Sun Cluster 2.2 Software Installation Guide

1.1 Sun Cluster Overview

The Sun Cluster system is a software environment that provides high availability (HA) support for data services and parallel database access on a cluster of servers (Sun Cluster servers). The Sun Cluster servers run the Solaris 2.6 or Solaris 7 operating environment, Sun Cluster framework software, disk volume management software, and HA data services or parallel database applications (OPS or XPS).

Sun Cluster framework software provides hardware and software failure detection, Sun Cluster system administration, system failover and automatic restart of data services in the event of a failure. Sun Cluster software includes a set of HA data services and an Application Programming Interface (API) that can be used to create other HA data services by integrating them with the Sun Cluster framework.

Shared disk architecture used with Sun Cluster parallel databases provide increased availability by allowing users to simultaneously access a single database through several cluster nodes. If a node fails, users can continue to access the data through another node without any significant delay.

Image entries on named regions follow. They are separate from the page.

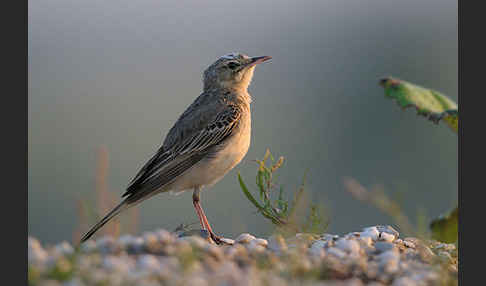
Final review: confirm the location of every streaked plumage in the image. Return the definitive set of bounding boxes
[81,54,270,242]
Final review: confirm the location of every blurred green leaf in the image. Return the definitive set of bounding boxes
[238,172,263,211]
[380,77,459,133]
[430,207,459,243]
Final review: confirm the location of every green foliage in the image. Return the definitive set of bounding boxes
[430,207,459,243]
[238,150,328,233]
[380,77,459,133]
[380,77,459,242]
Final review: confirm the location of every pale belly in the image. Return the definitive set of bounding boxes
[166,116,251,193]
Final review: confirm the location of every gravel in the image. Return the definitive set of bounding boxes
[28,225,458,286]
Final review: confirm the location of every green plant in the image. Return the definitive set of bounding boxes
[380,77,459,242]
[238,149,328,233]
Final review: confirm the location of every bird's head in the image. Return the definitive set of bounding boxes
[203,53,272,90]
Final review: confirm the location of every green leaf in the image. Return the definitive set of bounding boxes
[380,77,459,133]
[430,207,459,243]
[238,172,263,211]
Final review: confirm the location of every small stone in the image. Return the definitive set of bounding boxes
[376,225,400,238]
[336,238,360,254]
[251,238,268,247]
[375,241,395,253]
[247,241,266,253]
[327,247,346,258]
[416,243,436,263]
[235,233,255,244]
[378,232,395,242]
[403,240,415,248]
[204,243,224,261]
[321,233,339,241]
[268,235,288,252]
[360,226,380,241]
[155,229,175,244]
[220,237,235,245]
[178,235,208,248]
[377,250,400,273]
[359,236,373,247]
[434,243,456,251]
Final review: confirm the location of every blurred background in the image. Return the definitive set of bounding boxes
[28,0,458,243]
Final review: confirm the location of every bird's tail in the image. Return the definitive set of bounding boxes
[80,199,130,243]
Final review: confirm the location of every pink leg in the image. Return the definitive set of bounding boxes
[192,188,221,244]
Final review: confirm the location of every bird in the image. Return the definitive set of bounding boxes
[80,53,272,244]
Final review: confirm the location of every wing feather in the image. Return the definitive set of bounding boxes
[123,105,241,201]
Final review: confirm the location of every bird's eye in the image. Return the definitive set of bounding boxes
[228,62,240,70]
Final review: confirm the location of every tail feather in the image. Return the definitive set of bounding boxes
[80,200,129,243]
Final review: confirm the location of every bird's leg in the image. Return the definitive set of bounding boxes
[192,188,222,244]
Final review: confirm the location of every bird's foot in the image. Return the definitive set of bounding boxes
[210,232,234,245]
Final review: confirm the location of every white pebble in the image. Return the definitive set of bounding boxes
[103,255,130,272]
[137,254,160,271]
[327,247,346,258]
[336,238,360,254]
[360,226,380,241]
[236,233,255,244]
[377,250,400,273]
[359,236,373,246]
[403,240,415,248]
[379,232,395,242]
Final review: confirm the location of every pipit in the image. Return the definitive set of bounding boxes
[81,53,271,244]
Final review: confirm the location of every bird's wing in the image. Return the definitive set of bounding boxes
[123,105,241,200]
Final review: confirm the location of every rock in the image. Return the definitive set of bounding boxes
[377,250,400,274]
[137,254,160,271]
[375,241,395,253]
[178,235,208,249]
[28,229,458,286]
[336,238,360,255]
[327,247,346,259]
[235,233,255,244]
[378,232,395,242]
[360,226,380,241]
[376,225,400,238]
[220,237,235,245]
[251,238,268,247]
[403,240,415,248]
[268,235,288,252]
[359,236,373,247]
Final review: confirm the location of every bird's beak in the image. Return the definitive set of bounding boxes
[247,56,272,67]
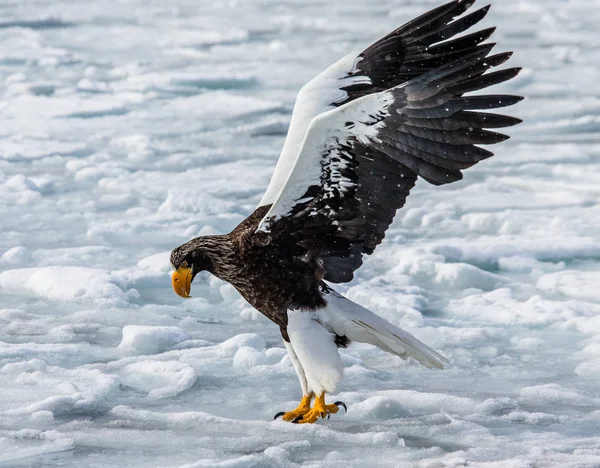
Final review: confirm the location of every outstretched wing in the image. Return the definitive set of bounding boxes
[258,2,521,282]
[258,0,494,206]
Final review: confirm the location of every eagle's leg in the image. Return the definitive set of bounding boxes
[275,331,315,421]
[275,392,315,422]
[294,392,347,424]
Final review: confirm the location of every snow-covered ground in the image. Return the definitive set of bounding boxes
[0,0,600,468]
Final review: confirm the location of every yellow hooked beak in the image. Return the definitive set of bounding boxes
[172,267,192,297]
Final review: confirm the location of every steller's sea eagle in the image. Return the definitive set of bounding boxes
[171,0,522,423]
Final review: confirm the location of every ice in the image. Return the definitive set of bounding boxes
[0,0,600,468]
[119,325,190,354]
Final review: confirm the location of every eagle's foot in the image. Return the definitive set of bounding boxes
[273,392,315,422]
[293,392,348,424]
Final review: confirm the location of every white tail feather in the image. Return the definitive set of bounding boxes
[317,290,449,369]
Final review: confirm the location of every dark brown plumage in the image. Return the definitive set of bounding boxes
[171,206,325,333]
[171,0,521,423]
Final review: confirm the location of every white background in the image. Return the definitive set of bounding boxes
[0,0,600,468]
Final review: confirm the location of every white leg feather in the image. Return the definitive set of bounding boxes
[316,290,448,369]
[287,310,343,395]
[283,340,309,396]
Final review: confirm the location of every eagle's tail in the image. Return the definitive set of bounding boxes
[317,288,449,369]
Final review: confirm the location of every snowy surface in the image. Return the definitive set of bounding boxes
[0,0,600,468]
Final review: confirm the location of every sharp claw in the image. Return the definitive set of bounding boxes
[334,401,348,413]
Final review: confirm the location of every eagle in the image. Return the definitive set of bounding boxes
[171,0,522,423]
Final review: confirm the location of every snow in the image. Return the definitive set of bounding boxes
[0,0,600,468]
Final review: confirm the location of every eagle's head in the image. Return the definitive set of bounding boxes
[171,236,214,297]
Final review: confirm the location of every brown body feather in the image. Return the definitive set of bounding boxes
[171,206,326,338]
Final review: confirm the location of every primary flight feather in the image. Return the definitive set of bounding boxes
[171,0,522,423]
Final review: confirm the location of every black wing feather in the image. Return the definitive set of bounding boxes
[269,0,522,283]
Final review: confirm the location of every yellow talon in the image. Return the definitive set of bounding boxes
[295,392,347,424]
[275,392,315,421]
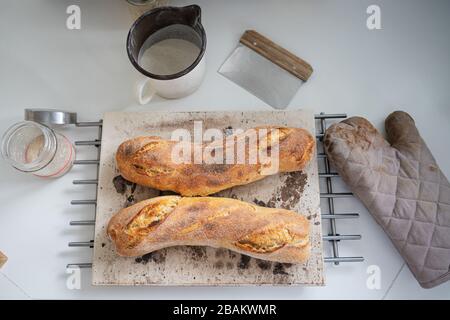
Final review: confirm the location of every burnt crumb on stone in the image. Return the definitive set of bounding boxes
[256,260,272,270]
[223,126,233,136]
[125,194,135,208]
[253,198,267,207]
[152,250,166,263]
[134,250,166,264]
[215,249,227,258]
[158,190,179,196]
[238,254,251,269]
[272,262,289,275]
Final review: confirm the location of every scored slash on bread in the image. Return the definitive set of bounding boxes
[107,196,310,263]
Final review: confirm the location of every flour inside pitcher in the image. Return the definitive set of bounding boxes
[138,39,200,75]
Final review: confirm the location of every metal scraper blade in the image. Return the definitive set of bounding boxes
[218,44,303,109]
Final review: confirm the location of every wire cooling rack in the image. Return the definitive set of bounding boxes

The Sun Cluster system uses Solstice DiskSuite, Sun StorEdge Volume Manager (SSVM), or Cluster Volume Manager (CVM) software to administer multihost disks--disks that are accessible from multiple Sun Cluster servers. The volume management software provides disk mirroring, concatenation, striping, and hot sparing. SSVM and CVM also provide RAID5 capability.

The purpose of the Sun Cluster system is to avoid the loss of service by managing failures. This is accomplished by adding hardware redundancy and software monitoring and restart capabilities; these measures reduce single points of failure in the system. A single-point failure is the failure of a hardware or software component that causes the entire system to be inaccessible to client applications.

With redundant hardware, every hardware component has a backup that can take over for a failed component. The fault monitors regularly probe the Sun Cluster framework and the highly available data services, and quickly detect failures. In the case of HA data services, HA fault monitors respond to failures either by moving data services running on a failed node to another node, or, if the node has not failed, by attempting to restart the data services on the same node.

Sun Cluster configurations tolerate the following types of single-point failures:

Server operating environment failure because of a crash or a panic
Data service failure
Server hardware failure
Network interface failure
Disk media failure